Gardner, Sir Robert (1838–1920), accountant, was born 14 April 1838 in Kilrea, Co. Londonderry, one of six children (three boys and three girls) of John Gardner, a shopkeeper, and Sarah Gardner (née Taggart). John Gardner moved to Ballymoney, Co. Antrim, where Robert was educated before he went to Dublin and started to practise as an accountant with Brown, Craig & Co. in 1856. In 1861 he married Sarah Dale (d. 1877) of Larne, Co. Antrim, with whom he had three sons and two daughters. On Henry Brown's departure from Brown, Craig & Co. in 1866, Gardner entered into partnership with William G. Craig and formed Craig, Gardner & Co., with offices at 40 and 41 Dame Street, Dublin. Despite Craig's mental instability, which led to his early exit from the firm, it prospered and as Craig, Gardner & Harris, opened offices in Belfast and London. Before long Gardner became the pre-eminent accountant in Ireland and was auditor to many of the leading businesses and enterprises of the day, including the Provincial Bank of Ireland (from 1882), the Royal Bank of Ireland (1881–5), Belfast Banking Co. (from 1883), the National Bank, and many other important Irish companies.
Gardner's accountancy practice brought him into contact with many of the successful businessmen of the time. In April 1880 he married Jane (‘Jennie’) Johnston (d. 1893), daughter of John B. Johnston (d. 1883) of Clyde Road, Dublin, who owned a bakery and milling business; they had a son and a daughter. At the same time John Findlater (qv) was married to a relative of Jennie, and when Johnston died in 1883 Gardner and Findlater brought in brothers Joseph and William O'Brien, bakers, and John Mooney, miller, to form the bakery Johnston, Mooney & O'Brien. Findlater was the first chairman, and the board of directors included Gardner, the O'Brien brothers, Mooney, Joseph Todhunter Pim, and John Malcolm Inglis.

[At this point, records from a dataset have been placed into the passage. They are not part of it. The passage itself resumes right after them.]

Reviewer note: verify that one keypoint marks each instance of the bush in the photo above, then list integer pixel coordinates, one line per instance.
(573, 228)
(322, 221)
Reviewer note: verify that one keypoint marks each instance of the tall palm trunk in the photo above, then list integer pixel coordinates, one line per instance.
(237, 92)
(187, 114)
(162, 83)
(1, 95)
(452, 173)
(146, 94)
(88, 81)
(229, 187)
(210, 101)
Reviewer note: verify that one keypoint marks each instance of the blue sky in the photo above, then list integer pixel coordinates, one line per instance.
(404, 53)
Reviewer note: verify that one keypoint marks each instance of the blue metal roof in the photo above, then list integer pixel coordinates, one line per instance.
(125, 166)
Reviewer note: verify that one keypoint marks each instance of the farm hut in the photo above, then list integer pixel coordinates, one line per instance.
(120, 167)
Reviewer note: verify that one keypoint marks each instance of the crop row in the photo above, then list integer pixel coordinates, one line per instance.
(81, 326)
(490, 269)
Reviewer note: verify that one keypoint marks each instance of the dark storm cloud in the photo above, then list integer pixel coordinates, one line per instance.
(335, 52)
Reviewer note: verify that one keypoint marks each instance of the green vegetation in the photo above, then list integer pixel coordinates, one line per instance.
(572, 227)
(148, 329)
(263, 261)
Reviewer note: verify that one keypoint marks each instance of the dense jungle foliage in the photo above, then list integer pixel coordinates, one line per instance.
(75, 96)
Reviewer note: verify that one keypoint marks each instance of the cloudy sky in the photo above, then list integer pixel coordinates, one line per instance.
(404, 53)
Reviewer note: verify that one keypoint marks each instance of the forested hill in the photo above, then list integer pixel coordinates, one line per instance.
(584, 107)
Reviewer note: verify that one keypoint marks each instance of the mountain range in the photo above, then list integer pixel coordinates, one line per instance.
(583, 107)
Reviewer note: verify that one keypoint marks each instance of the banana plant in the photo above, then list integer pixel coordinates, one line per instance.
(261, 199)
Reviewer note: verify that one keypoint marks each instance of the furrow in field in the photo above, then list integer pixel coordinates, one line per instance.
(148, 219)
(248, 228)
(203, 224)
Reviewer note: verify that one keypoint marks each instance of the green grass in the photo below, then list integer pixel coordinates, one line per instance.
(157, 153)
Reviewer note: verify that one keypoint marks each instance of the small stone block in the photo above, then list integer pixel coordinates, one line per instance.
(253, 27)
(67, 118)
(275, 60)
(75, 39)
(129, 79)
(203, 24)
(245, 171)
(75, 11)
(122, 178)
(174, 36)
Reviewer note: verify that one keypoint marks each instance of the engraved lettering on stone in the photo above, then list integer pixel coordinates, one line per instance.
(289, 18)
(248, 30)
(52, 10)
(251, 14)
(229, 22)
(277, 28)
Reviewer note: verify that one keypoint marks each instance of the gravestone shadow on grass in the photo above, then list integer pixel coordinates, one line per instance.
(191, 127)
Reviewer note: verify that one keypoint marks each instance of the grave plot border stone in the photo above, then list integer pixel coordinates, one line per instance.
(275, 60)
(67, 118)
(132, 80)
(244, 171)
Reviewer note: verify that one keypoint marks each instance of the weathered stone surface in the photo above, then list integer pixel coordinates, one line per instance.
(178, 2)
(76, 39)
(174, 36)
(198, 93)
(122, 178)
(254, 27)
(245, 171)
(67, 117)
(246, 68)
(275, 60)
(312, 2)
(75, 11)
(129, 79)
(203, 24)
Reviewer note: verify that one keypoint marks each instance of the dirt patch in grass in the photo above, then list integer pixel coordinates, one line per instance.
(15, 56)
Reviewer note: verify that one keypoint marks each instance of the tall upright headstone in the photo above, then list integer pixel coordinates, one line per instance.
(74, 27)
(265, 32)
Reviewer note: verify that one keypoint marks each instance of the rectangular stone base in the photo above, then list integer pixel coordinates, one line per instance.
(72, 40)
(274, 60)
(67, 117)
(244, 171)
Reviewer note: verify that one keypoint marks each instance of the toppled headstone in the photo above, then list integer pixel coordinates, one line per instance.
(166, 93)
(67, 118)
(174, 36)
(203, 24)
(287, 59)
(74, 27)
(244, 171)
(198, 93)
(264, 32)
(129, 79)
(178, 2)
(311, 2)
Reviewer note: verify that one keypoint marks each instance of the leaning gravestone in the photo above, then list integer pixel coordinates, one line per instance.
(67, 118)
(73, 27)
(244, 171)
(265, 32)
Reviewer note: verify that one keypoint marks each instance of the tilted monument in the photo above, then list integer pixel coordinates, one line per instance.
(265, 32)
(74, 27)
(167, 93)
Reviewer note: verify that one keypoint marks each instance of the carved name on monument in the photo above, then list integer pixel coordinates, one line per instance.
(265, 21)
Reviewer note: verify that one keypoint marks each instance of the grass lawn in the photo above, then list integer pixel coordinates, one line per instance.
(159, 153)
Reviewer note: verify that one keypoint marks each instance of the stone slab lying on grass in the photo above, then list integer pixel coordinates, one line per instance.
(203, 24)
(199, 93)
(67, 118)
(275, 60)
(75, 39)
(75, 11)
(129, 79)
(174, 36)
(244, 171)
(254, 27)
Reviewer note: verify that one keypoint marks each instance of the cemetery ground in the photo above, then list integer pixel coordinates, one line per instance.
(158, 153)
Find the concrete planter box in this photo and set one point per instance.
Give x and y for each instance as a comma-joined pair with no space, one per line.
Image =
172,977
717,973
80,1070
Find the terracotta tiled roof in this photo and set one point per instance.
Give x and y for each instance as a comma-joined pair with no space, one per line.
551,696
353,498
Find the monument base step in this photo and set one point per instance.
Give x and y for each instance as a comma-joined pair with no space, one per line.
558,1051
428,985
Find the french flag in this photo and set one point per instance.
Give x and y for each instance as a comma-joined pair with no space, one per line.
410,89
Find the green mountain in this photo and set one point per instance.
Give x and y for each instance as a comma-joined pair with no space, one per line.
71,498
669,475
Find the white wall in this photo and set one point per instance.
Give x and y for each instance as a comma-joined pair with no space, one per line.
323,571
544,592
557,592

In 1888 Gardner was a leading light in the establishment of the Institute of Chartered Accountants in Ireland and served as its first president and a member of council (1888–90). Considered by many to be both despotic and impetuous, he resigned from the institute on 7 May 1890 owing to criticism of his employing an English firm of accountants for the formation of Johnston, Mooney & O'Brien. Despite this setback he remained at the forefront of the profession in Ireland. His directorships included that of the Carlton Hotel, London. In civic affairs Gardner was a diligent chairman (from c.1903) of Pembroke township, a JP, and high sheriff of Co. Dublin (1914). He was knighted in July 1905.
After the death of his second wife, Gardner married, on 21 November 1895, Norah Kathleen Peacocke (d. 1956), daughter of Captain Peter Leslie Peacocke, 16th lancers, of Villagio, Dalkey, Co. Dublin. They had three daughters. Gardner died 24 November 1920 at his home, Ashley, Clyde Road, Dublin.